Well, at first look it appears that the previous efforts in order to fill in the null review values proved of little value. Perhaps this was due to imputing the mean, but as it currently stands, each of the rating features seems to have little to no predictive power for the upcoming model.

## Checking for Multicollinearity

It's also important to make note of whether your predictive features will result in multicollinearity in the resulting model. While definitive checks for multicollinearity require analyzing the resulting model, predictors with overly high pairwise-correlation (r^2 > .65) are almost certain to produce multicollinearity in a model. With that, take a minute to generate the pairwise [pearson] correlation coefficients of your predictive features and visualizes these coefficients as a heatmap.

In [None]:
#Your code here

In [None]:
#Your code here

> Comments: The rating features show little promise for adding predictive power towards the list_price. This diminishes worry concerning their high correlation. That said, the two most promising predictors: piece_count and num_reviews also display fairly high correlation. Further analysis of an initial model will clearly be warranted.

## Further Resources

Have a look at following resources on how to deal with complex datasets that don't meet our initial expectations. 

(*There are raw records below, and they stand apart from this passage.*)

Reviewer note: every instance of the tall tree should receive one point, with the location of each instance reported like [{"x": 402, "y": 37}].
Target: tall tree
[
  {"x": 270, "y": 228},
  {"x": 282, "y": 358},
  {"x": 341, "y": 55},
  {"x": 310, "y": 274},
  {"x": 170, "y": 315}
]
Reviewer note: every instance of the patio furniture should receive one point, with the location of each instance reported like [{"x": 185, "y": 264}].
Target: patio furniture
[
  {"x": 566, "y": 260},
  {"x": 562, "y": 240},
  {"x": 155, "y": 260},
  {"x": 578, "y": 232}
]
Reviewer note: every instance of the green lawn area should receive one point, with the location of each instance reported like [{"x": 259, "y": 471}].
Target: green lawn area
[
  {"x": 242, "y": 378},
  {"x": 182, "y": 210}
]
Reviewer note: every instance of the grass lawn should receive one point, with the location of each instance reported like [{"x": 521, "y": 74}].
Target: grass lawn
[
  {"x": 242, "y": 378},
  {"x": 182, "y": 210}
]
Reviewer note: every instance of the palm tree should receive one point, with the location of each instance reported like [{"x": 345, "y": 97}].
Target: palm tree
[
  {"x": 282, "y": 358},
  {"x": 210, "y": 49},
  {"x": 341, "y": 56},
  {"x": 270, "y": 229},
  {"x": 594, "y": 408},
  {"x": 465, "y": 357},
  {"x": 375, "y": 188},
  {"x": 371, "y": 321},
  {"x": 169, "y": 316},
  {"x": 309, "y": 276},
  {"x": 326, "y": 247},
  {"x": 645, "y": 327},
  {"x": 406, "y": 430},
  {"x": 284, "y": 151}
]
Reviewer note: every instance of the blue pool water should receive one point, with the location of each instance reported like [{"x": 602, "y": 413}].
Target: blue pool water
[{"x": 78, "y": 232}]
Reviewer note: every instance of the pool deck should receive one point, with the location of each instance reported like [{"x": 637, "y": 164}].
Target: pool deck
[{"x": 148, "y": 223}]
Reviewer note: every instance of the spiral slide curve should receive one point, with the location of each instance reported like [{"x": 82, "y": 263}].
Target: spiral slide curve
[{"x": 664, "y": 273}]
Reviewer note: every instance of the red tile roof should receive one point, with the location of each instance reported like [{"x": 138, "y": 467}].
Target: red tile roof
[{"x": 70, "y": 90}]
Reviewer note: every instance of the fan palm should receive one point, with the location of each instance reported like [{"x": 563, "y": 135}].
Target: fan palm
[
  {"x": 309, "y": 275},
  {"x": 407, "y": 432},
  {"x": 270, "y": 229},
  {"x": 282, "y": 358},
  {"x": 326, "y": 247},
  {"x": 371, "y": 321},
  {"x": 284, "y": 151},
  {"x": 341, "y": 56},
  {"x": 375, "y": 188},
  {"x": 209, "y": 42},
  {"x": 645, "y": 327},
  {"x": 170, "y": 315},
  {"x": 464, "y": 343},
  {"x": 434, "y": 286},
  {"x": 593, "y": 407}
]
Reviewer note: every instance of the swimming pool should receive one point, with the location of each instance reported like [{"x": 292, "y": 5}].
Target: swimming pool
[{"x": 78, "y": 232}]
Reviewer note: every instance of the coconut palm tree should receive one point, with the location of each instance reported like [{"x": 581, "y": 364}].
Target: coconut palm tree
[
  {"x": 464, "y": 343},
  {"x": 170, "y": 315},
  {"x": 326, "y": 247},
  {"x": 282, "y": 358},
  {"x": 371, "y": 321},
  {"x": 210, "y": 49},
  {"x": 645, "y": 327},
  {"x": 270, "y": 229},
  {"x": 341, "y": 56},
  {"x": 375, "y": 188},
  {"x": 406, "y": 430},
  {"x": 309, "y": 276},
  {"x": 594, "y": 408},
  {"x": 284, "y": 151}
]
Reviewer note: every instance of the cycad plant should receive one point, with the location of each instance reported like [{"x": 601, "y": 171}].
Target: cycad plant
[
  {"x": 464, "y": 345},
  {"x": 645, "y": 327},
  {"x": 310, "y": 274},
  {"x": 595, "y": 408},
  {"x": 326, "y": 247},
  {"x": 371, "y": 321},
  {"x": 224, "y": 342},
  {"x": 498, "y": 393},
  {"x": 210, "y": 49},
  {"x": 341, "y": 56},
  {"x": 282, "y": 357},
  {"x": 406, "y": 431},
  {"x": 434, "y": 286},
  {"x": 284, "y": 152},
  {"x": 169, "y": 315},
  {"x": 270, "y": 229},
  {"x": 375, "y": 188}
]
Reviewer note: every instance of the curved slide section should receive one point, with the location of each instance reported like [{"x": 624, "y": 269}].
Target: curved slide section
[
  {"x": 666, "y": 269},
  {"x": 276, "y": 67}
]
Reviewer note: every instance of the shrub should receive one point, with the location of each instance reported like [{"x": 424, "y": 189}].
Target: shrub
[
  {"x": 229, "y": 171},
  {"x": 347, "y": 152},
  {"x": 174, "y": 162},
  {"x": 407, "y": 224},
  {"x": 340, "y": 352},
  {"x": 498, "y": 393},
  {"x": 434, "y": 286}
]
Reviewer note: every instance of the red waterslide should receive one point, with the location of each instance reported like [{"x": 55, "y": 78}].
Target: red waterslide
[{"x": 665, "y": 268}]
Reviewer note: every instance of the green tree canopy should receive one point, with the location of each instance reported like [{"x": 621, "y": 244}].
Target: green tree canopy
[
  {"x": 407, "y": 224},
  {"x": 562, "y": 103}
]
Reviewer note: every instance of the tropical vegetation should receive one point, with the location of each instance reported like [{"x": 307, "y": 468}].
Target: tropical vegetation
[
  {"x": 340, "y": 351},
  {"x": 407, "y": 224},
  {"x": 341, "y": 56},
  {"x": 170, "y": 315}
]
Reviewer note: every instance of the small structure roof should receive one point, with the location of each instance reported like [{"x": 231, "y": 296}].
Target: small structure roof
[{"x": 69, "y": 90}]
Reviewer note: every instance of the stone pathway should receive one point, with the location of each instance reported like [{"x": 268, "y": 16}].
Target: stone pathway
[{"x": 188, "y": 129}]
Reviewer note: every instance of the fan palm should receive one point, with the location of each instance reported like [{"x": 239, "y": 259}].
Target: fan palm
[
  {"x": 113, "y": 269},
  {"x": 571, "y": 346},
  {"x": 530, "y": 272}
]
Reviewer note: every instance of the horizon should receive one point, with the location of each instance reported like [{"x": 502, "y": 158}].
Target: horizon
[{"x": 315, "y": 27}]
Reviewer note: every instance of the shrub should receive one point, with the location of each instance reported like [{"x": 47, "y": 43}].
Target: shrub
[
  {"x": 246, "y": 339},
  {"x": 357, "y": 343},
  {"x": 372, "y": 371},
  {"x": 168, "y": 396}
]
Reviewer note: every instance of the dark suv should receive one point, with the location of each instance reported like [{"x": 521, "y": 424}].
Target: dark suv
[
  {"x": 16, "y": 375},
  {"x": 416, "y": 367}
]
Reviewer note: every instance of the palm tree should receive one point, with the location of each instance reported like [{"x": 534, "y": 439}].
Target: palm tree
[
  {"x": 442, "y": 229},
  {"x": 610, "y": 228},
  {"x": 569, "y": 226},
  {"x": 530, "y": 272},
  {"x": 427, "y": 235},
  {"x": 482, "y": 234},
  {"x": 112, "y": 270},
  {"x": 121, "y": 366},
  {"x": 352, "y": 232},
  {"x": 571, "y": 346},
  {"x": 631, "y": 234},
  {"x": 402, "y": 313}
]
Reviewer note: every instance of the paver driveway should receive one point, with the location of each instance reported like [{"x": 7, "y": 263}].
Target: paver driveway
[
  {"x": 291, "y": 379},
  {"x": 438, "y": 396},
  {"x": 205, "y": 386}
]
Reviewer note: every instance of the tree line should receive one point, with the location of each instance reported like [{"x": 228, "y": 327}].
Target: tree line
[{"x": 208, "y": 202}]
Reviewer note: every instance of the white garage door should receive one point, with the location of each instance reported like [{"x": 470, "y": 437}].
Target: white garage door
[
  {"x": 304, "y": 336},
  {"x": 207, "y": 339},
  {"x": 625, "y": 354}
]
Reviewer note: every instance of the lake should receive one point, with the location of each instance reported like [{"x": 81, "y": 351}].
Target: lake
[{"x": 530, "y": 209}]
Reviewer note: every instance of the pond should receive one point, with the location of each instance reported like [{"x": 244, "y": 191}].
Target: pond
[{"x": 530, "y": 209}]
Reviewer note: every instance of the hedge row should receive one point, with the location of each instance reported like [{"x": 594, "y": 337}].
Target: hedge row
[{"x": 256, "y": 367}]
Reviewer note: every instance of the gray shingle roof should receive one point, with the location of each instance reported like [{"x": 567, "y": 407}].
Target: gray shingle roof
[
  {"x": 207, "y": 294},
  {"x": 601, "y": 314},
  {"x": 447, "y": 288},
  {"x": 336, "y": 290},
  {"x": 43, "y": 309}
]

[What to Do When Bad Data Thwarts Machine Learning Success](https://towardsdatascience.com/what-to-do-when-bad-data-thwarts-machine-learning-success-fb82249aae8b)

[Practical advice for analysis of large, complex data sets ](http://www.unofficialgoogledatascience.com/2016/10/practical-advice-for-analysis-of-large.html)

[Data Cleaning Challenge: Scale and Normalize Data](https://www.kaggle.com/rtatman/data-cleaning-challenge-scale-and-normalize-data)

## Summary 

In this lesson you performed some initial EDA onto check for regression assumptions. In the upcoming lessons, you'll continue to carry out a standard data science process and begin to fit and refine an initial model.